Researcher, Writer, and Reviewer are spokes with narrow responsibilities and prompts.
- Handoffs are typed:
research returns a structured object, write takes that object, review takes a string and returns a verdict.
Because status and currentTask are fields, connected clients can see the coordination process: reviewing vs. writing vs. researching. This is not just nice UI; it also gives you observability into where time is spent and where failures occur.
Routing at the front door is just another system:
class FrontDoor extends IdyllicSystem {
@field lastMode: Mode = 'general';
private coordinator = new Coordinator();
@action()
async ask(input: string): Promise<void> {
const mode = await classify(input);
this.lastMode = mode;
this.sync();
await this.coordinator.handle(input);
}
}
Again, the router is not an agent. It is a thin method that calls the model for classification and updates a field for visibility.
Shared artifacts are just fields that multiple systems read and write. For example, a shared “plan” that various components coordinate around fits naturally as a field on a system that everyone references. Each component reconstructs its prompt from that field, and changes broadcast automatically to all connected clients.
Human approval is the same pattern you saw above, expressed as state plus actions:
- A field that holds the pending request.
- An action the UI calls when a human approves or rejects.
- Coordination code that pauses until one of those actions fires.
The underlying principle is consistent: components are code; coordination is state plus function calls. Idyllic gives you convenient primitives for both; the architectural decisions remain yours.
Key Takeaways
- Multi‑agent systems are not multiple minds; they are multiple system prompts plus routing applied to the same underlying model. Each “agent” is reconstructed on every call.
- Routing is classification plus dispatch. It directs tasks to specialized components, trading extra complexity and latency for better performance within each specialization.
- Components do not share minds; they share state. Handoffs transfer compressed, structured context between calls, and shared artifacts provide a surface that multiple components can read and modify.
- Coordination is overhead you pay when a single context can no longer carry instructions, tools, and history reliably. You add components when specialization benefits outweigh coordination costs.
- Humans fit into the same patterns as any other component: the system surfaces state, pauses, and resumes based on their input.
Bridge to Chapter 6
This chapter focused on how components interact: routing work to specialists, delegating steps, transferring context through handoffs, and coordinating around shared state. The intelligence you perceive in multi‑agent systems comes from this architecture, not from models spontaneously forming organizations.
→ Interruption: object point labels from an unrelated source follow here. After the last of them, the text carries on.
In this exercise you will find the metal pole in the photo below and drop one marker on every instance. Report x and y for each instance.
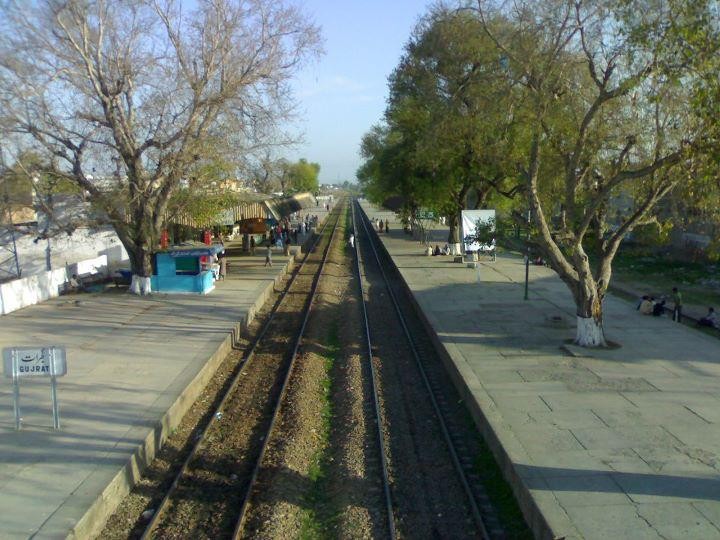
(527, 271)
(527, 258)
(16, 390)
(53, 388)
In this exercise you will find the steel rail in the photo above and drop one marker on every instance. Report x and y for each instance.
(477, 516)
(373, 383)
(240, 369)
(278, 406)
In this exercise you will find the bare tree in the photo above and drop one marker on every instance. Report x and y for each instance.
(604, 88)
(138, 88)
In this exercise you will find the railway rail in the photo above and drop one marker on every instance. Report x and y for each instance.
(209, 495)
(440, 514)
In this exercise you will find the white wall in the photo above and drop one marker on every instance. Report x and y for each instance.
(87, 252)
(65, 251)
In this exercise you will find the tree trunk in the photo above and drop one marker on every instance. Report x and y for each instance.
(590, 332)
(453, 234)
(141, 266)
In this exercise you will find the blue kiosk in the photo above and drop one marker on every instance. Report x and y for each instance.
(183, 269)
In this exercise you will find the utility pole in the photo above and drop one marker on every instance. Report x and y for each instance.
(8, 246)
(527, 256)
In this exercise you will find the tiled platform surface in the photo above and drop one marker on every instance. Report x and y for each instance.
(135, 365)
(608, 444)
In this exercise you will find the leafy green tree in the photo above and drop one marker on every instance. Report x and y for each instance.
(606, 100)
(303, 176)
(449, 123)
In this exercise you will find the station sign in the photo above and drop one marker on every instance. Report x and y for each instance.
(23, 362)
(47, 361)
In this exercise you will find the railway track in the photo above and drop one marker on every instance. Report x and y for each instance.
(209, 496)
(422, 433)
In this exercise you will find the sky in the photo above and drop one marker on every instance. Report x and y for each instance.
(344, 93)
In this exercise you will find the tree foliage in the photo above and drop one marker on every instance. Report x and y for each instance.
(302, 176)
(449, 126)
(137, 89)
(595, 111)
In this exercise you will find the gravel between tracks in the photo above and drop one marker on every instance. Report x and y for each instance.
(318, 478)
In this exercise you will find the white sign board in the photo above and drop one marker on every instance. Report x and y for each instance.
(46, 361)
(468, 222)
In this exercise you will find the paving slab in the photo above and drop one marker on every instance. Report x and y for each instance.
(135, 365)
(621, 443)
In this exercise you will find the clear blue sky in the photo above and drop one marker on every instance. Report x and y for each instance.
(344, 93)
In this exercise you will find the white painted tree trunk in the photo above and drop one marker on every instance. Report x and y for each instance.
(140, 285)
(589, 333)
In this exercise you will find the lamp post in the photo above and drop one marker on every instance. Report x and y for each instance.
(527, 256)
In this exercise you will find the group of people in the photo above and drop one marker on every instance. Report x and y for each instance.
(650, 306)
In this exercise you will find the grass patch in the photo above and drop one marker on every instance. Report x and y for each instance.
(499, 492)
(315, 522)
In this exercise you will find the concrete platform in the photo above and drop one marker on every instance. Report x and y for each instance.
(135, 365)
(605, 444)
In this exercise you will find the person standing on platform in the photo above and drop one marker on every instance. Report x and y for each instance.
(677, 304)
(222, 261)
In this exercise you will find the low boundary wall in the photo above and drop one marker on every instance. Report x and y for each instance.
(23, 292)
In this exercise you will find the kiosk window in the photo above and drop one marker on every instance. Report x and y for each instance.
(187, 265)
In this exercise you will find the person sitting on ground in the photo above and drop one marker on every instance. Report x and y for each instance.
(286, 249)
(75, 284)
(710, 319)
(647, 305)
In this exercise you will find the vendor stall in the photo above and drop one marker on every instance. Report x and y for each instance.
(186, 269)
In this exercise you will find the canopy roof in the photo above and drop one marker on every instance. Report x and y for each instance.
(200, 250)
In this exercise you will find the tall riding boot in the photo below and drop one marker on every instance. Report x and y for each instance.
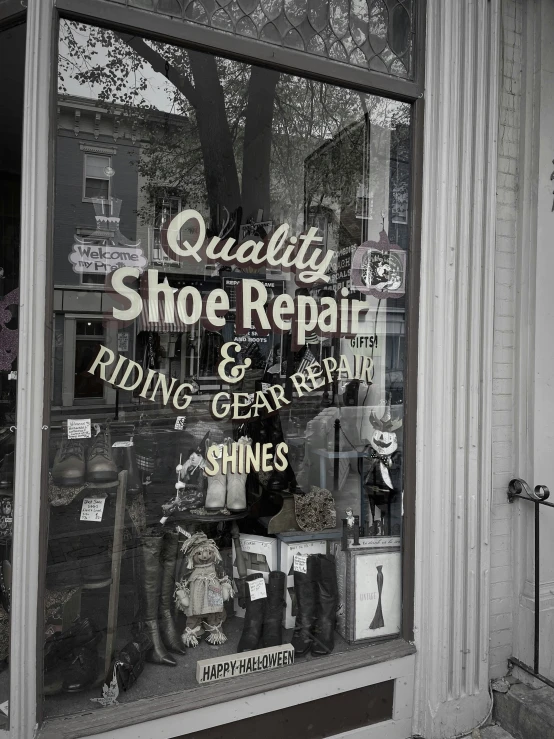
(126, 459)
(168, 631)
(328, 596)
(305, 588)
(151, 548)
(273, 621)
(236, 481)
(253, 619)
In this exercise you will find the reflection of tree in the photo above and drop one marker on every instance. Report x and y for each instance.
(236, 137)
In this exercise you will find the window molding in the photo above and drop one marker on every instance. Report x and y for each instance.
(210, 705)
(35, 325)
(165, 28)
(92, 149)
(455, 369)
(42, 46)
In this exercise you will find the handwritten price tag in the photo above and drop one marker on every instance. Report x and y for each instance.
(92, 509)
(78, 428)
(257, 588)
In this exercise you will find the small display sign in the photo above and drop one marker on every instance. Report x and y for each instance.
(92, 509)
(78, 428)
(257, 588)
(300, 563)
(235, 665)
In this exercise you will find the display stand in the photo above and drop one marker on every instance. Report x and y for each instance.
(117, 552)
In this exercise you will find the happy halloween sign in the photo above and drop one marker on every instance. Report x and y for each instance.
(235, 665)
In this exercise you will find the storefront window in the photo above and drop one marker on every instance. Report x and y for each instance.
(226, 448)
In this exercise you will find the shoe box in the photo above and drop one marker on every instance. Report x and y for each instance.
(369, 579)
(260, 553)
(289, 545)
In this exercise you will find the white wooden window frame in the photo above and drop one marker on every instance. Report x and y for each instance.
(86, 156)
(452, 561)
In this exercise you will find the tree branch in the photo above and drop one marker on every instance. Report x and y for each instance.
(159, 64)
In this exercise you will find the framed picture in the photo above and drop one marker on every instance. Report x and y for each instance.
(369, 577)
(377, 592)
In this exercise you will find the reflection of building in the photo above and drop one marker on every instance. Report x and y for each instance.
(92, 141)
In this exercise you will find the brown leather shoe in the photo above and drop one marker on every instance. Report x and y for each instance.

What are these components coordinating around? In most useful systems, the answer is an artifact: a document being written, a codebase being modified, a plan being refined, a board of tasks being managed. These artifacts are not just blobs of text. They carry structure and semantics that shape what each component does.
Chapter 6 turns to artifacts: the shared objects that multiple components create, inspect, and transform, and how designing those artifacts well simplifies the rest of your coordination.